I am triggered by the recent eported observation of a new particle, which has been claimed at a significance corresponding to the coveted 5 standard deviations after a previous evidence had been extracted from 40% less data at 3.8 standard deviations. The matter has left me slightly dubious about the precision of the latter claim.
Now, before I state the problem, let me explain in short how significance is calculated in these kinds of new particle searches.
A typical way to extract the significance of a signal is to compare the likelihood of two fits performed on the data: one (background-only hypothesis) assuming that the signal is not there, L_B; and the other (signal-plus-background hypothesis) calculated by adding to the background model the hypothetical signal, L_S. The logarithm of the ratio between these numbers can be used to compute a p-value, and from it a corresponding significance of the added signal. There is nothing mysterious about the above methodology, which is based on Wilk's theorem and is well-known basic statistics. References can be provided on demand.
Now, the issue is the following. Imagine you see a 2- or 3-sigma signal in your data, and that the signal is indeed genuine (although you do not know it yet): in such case, if you collect more data the significance of the signal is bound to increase; typically, if you consider four time as much data as the former set the significance should double. In principle, therefore, there is a simple recipe to decide when to stop collecting data and re-analyzing it in search of a 5-standard-deviations signal: this could be set as "take the initial dataset, and perform a toy-Monte-Carlo study to predict the amount of data which will grant, 90% of the time, an observation-level significance".

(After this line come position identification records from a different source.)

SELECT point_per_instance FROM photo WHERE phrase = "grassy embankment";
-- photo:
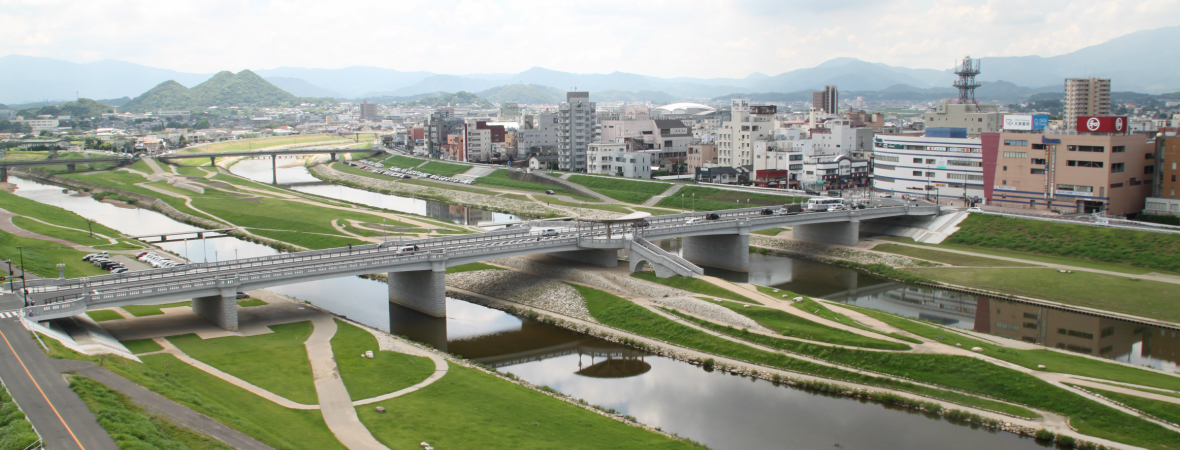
(620, 313)
(221, 400)
(978, 377)
(499, 178)
(1053, 360)
(713, 199)
(621, 189)
(695, 285)
(386, 372)
(131, 426)
(507, 416)
(15, 431)
(275, 362)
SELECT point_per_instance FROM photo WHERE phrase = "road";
(39, 389)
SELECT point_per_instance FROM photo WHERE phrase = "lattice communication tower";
(967, 83)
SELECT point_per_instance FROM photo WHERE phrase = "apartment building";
(1165, 197)
(576, 121)
(1086, 97)
(1087, 173)
(616, 158)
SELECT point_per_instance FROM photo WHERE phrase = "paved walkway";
(177, 412)
(335, 404)
(61, 418)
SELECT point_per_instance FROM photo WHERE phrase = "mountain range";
(1136, 62)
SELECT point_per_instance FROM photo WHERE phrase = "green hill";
(224, 89)
(529, 95)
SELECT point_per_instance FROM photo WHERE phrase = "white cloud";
(694, 38)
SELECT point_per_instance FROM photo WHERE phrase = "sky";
(663, 38)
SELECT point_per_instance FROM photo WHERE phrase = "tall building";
(368, 110)
(576, 118)
(827, 100)
(1086, 97)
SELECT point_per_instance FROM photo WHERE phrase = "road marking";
(39, 390)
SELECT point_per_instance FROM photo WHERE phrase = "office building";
(576, 121)
(1165, 197)
(826, 100)
(1107, 173)
(1086, 97)
(942, 167)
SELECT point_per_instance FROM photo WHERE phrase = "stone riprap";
(607, 281)
(523, 288)
(819, 250)
(709, 311)
(518, 207)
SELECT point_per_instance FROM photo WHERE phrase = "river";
(722, 411)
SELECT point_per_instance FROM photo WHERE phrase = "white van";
(823, 203)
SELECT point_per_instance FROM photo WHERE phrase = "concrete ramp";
(666, 263)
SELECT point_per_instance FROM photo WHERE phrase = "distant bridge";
(417, 276)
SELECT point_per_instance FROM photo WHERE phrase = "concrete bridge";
(417, 278)
(273, 154)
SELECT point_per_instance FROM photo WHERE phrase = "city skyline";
(736, 38)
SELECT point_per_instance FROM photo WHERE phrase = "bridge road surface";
(56, 411)
(660, 226)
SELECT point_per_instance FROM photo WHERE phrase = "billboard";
(764, 110)
(1026, 122)
(1102, 123)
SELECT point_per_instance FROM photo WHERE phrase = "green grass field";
(1141, 298)
(15, 431)
(621, 189)
(444, 169)
(1154, 250)
(133, 428)
(713, 199)
(695, 285)
(794, 326)
(499, 178)
(952, 259)
(471, 410)
(386, 372)
(103, 314)
(275, 362)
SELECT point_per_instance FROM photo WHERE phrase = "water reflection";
(299, 178)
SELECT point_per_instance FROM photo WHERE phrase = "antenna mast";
(967, 83)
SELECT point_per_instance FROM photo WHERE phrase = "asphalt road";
(37, 385)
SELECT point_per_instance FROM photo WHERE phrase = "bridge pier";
(423, 291)
(837, 233)
(729, 252)
(594, 256)
(220, 310)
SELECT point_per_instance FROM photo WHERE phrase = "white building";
(909, 164)
(576, 118)
(614, 158)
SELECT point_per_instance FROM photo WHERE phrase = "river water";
(722, 411)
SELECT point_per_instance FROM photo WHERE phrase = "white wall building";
(908, 164)
(613, 158)
(576, 118)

Of course one could be less restrictive, and make 50% the above quoted 90%. This is beside the point. The point is that one should decide beforehand when to remake the analysis. If one omits doing so, and just adds data in small bits to the original sample, checking how much the significance increases until he or she reaches the 5-sigma level, this is a biased procedure.
The bias, which I dub "Keep-Looking Bias", results from what is known in statistics literature as "sampling to a foregone conclusion". In other words, the analyzer assumes that the signal is there, and impatiently continues to check that hypothesis until he has a strong enough case to publish a new observation.
I am presently working with pseudoexperiments at a quantification of the bias. The problem is academic in nature, since at the basis we have assumed that a signal is indeed in the data; however, please note that there is no agreement in experimental High-Energy Physics on avoiding the bias. Some experiments do just that: continue to sample, and as soon as they hit the 5-sigma line, they claim discovery. The bias is due to the fact that fluctuations in the data make the significance bounce up and down as it increases with the increase of the dataset, and one should not be looking at the highest points that this fluctuating quantity takes, but rather refer to its average (or rather, median) value.
In the following days I will post here some results. For now, I would just like to ask whether any of you, dear readers, have considered this problem in the past. Please use the comments thread for your ideas and comments!